Le 26 mars 2024, lors de la 14ème édition des Rencontres pour la Santé au Travail à la Maison de la Chimie à Paris 7, Florence Chappert, qui occupe le poste de Responsable de la Mission Egalité Intégrée au sein de l'ANACT, va enrichir la discussion à la table ronde intitulée "Comment améliorer la prise en considération de la santé des femmes sur leur lieu de travail ?"


En partenariat avec Préventica, cet événement est un rendez-vous majeur pour aborder les enjeux de santé et de sécurité au travail à travers diverses tables rondes. Il offre une occasion précieuse d'échanger et de réfléchir sur les défis de la prévention professionnelle. Florence Chappert a accepté de partager en avant-première son expertise sur la thématique « femmes & travail ».

 

Sur quelle thématique allez-vous intervenir à l’occasion de la 14e édition des Rencontres pour la Santé au travail ?

Je tiens tout d'abord à dire que je suis aussi pilote de l'action du Plan Santé au travail N°4 dédiée à la santé des femmes et ce sur 2 volets : la conception d'outils dédiés à la santé des femmes notamment en lien avec les services de prévention en santé au travail et l'accompagnement des entreprises dans la prévention des violences sexistes et sexuelles. 

Je vais intervenir sur les leviers d'actions pour mieux prendre en compte la santé des femmes au travail.

En effet pour progresser sur ce sujet qui jusqu'ici était invisibilisé, il faut :

  • d'une part mener une analyse différenciée selon le sexe des conditions de travail, expositions, impacts différenciés sur la santé
  • et d'autre part dans une approche universelle de la prévention améliorer l'organisation du travail et les dispositifs de prévention existants au service de toutes et tous. 

 

Pouvez-vous nous parler de l'importance de prendre en compte la santé des femmes au travail et des défis spécifiques auxquels elles peuvent être confrontées ?

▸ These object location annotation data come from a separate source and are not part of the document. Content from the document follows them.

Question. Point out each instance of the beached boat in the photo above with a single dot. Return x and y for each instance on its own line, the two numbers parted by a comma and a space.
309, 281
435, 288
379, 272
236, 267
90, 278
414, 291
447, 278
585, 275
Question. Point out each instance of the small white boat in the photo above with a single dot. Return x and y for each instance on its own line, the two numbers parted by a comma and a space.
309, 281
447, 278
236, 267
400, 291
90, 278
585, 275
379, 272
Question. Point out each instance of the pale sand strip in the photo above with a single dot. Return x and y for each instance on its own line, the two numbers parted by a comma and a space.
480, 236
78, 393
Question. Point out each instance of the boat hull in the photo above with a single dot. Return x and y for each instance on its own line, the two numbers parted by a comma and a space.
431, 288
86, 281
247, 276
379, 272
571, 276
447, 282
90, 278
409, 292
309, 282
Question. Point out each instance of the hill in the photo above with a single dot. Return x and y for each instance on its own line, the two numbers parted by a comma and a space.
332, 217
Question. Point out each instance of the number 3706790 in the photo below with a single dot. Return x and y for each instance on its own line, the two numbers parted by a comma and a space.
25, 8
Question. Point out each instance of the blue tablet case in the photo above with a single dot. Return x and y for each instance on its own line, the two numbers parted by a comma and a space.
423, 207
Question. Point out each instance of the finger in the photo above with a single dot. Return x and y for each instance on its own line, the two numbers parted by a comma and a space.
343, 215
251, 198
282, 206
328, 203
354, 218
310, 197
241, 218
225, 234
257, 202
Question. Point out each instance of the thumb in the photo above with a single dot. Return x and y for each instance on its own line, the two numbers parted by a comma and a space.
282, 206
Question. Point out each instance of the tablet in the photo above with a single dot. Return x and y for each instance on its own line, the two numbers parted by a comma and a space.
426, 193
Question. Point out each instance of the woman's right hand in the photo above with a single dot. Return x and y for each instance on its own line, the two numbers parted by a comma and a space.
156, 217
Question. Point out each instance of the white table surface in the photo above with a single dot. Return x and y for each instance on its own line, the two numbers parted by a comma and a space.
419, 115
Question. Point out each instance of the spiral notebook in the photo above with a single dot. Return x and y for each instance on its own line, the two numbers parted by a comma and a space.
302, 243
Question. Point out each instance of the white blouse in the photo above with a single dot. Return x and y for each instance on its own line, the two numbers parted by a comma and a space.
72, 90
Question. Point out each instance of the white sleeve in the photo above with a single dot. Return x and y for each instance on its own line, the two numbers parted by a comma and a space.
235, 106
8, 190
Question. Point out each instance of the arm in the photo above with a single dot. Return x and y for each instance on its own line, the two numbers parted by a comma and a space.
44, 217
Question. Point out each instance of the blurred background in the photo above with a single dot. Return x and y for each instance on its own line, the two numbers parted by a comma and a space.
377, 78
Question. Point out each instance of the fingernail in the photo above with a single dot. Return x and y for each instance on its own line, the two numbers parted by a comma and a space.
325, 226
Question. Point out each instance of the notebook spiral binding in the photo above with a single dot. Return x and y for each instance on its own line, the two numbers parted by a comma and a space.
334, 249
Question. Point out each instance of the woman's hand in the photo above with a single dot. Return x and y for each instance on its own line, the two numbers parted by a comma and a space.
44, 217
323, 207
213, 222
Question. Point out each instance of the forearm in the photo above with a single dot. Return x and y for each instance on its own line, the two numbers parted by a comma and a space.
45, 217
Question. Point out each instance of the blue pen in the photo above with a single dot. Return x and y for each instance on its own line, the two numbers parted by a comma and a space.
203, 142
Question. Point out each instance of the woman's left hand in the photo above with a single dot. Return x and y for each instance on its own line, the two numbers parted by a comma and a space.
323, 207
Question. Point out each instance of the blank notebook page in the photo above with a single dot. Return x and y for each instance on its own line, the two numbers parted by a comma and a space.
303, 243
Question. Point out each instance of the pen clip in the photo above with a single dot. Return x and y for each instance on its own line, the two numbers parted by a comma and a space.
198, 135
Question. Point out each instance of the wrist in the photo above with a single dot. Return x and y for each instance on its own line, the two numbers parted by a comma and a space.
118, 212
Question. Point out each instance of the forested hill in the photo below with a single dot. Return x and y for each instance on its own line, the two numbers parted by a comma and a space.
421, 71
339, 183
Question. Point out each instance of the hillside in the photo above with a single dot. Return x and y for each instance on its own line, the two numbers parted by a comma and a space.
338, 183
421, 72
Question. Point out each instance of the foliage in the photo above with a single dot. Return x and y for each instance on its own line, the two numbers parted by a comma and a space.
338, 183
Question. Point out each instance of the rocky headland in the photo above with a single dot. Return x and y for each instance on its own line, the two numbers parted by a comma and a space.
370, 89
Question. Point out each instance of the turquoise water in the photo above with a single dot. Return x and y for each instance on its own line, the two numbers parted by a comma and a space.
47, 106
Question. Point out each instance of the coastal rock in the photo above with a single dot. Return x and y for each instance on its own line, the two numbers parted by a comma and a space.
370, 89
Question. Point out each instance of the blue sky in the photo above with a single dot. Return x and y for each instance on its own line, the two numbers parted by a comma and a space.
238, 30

Quels sont les enjeux ? Il y en a plusieurs. 

Tout d'abord un enjeu de santé au travail que d'arriver à améliorer la qualité de vie et des conditions de travail de toutes et tous ! En effet on constate que les femmes sont désormais sur représentées dans les maladies professionnelles, les inaptitudes, les accidents de trajets, et les absences au travail. La cause principale : la sous-évaluation de l'exposition des femmes aux contraintes de travail physiques ou psycho-sociales dans leurs emplois et le déficit de prévention associé, sans compter leur exposition durable à l'usure professionnelle due à des parcours peu évolutifs.

C'est aussi un enjeu de santé publique pour limiter les risques de désinsertion professionnelle que d'arriver à maintenir en activité les femmes enceintes, atteintes d'endométriose ou d'un cancer du sein ou encore exposées à des violences conjugales.

C'est aussi un enjeu organisationnel dans les entreprises que d'améliorer les conditions de travail et d'emploi afin de développer la mixité dans les activités, de décloisonner les postes pour par exemple faciliter les remplacements en cas d’absence. 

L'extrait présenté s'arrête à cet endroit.